The Web Science and Digital Libraries Research Group had a productive 2016, with two Ph.D. and one M.S. students graduating, one large research grant awarded ($830k), 16 publications, and 15 trips to conferences, workshops, hackathons, etc.
For student graduations, we had:
- Justin Brunelle defended his Ph.D. dissertation on February 5, 2016. Justin already had a full-time position at MITRE, but not coincidentally he had his choice of significant promotions at the conclusion of his Ph.D.
- Yasmin AlNoamany defended her Ph.D. dissertation on June 16, 2016. Yasmin had several opportunities, and eventually decided on a postdoc fellow position in Software Curation at UC Berkeley, with Dr. Erik Mitchell.
- Greg Szalkowski completed his M.S. in 2016 as well.
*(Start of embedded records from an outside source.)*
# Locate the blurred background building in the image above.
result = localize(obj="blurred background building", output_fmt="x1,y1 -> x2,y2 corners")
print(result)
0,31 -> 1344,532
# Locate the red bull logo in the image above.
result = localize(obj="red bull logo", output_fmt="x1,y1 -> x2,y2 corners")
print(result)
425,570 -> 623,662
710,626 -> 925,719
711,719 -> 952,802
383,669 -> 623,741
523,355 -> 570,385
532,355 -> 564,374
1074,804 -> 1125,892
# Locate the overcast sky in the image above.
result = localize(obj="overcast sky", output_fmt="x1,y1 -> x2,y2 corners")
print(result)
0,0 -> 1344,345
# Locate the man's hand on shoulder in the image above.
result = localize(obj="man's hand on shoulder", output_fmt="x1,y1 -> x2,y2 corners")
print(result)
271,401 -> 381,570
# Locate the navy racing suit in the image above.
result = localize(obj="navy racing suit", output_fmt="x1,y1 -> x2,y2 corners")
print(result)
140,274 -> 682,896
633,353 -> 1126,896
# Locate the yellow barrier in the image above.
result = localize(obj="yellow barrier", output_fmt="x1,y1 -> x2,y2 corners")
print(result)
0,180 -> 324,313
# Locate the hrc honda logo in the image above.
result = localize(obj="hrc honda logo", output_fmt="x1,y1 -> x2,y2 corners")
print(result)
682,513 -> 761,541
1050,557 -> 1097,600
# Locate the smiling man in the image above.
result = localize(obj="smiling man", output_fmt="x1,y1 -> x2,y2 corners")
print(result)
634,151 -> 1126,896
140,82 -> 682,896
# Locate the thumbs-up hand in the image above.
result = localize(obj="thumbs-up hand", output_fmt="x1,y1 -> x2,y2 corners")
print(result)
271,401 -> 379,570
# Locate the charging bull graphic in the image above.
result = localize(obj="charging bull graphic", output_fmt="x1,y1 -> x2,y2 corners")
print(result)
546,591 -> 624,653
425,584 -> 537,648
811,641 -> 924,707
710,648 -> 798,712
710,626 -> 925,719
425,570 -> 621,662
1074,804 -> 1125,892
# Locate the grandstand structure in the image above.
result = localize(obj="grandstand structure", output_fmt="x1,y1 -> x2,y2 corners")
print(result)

We had hoped to keep him on for a Ph.D., but he's having too much fun traveling the world setting up military communications solutions.
- Shawn Jones passed his breadth exam.
- Alexander Nwala passed his breadth exam.
- Lulwah Alkwai passed her research ability exam.
- Erika Siregar, a new M.S. student, joined us via the Fulbright Scholar Program.
- Shawn's paper "Avoiding spoilers: wiki time travel with Sheldon Cooper", based on his MS Thesis research, was finally published in IJDL.
- Also in IJDL were expanded versions of three papers from TPDL 2015: Sawood Alam's paper "Web Archive Profiling Through CDX Summarization", and two from Yasmin "Characteristics of social media stories: What makes a good story?" and "Detecting Off-Topic Pages in Web Archives".
- Mat Kelly and Sawood each had a paper at TPDL 2016.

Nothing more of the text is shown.